Julian Sanchez header image 2

photos by Lara Shipley

A Nudie Photo Catch-22

February 12th, 2007 · 2 Comments

There’s not a ton to add to Radley’s post about the case of two teenagers (16 and 17) convicted on child porn charges for e-mailing each other nude photos of themselves. It would be funny if it weren’t so grotesque. The real apex of stupidity comes in this bit from the majority opinion upholding the conviction, however:

Further, if these pictures are ultimately released, future damage may be done to these minors’ careers or personal lives.
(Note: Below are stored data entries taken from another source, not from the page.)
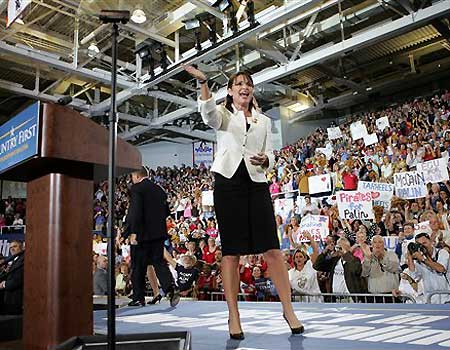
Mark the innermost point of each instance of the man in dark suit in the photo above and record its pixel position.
(101, 276)
(12, 282)
(147, 226)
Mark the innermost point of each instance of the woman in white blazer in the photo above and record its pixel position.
(241, 194)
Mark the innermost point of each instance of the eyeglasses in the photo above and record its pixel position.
(242, 83)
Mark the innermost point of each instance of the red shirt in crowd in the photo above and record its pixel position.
(209, 257)
(350, 181)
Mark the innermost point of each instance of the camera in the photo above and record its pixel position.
(416, 247)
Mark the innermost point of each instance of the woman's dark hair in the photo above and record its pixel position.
(299, 251)
(229, 99)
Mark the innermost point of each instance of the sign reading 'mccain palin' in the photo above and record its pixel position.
(19, 137)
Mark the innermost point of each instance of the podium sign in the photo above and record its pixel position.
(19, 137)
These children are not mature enough to make rational decisions concerning all the possible negative implications of producing these videos.

It seems here that there’s an additional hypocrisy above and beyond the obvious madness of putting a permanent blot on these kids’ legal records to “protect” them from the hypothetical harms that might accrue if some naked pics ever got circulated. Because if the rationale is that they aren’t mature enough to responsibly make the decision to produce such images, how can they be that they’re mature enough to be held criminally responsible for them? Depending on your assessment of their maturity, it seems like either what they did shouldn’t be criminal, or if it should, it shouldn’t be possible to punish them for it.

Tags: Sexual Politics



2 responses so far ↓

  • 1 Brian Moore // Feb 13, 2007 at 10:56 am

    What is wrong with people? If you find it wrong that kids do it, take them aside quietly and tell them “look, please don’t do this.” Any negative consequences are only made worse by prosecution and publication. Now WE all know about it; and we didn’t before.

  • 2 Dylan // Feb 24, 2007 at 9:22 pm

    Since both were under 18, I don’t understand how this can be a crime. The courts really need to settle on an age for adulthood, not an age of adulthood that is most convenient for them when they want to punish kids. This whole report was appalling. Even more so for the fact that they did not post them to the web, they emailed them to each other, solely for each other’s viewing. Of course, kids don’t possess a right to privacy, but they were absolutely under the assumption that it would remain between the two of them. To turn it into a court case is extremely traumatic and labeling them sex offenders for life, you might as well just end their futures all together.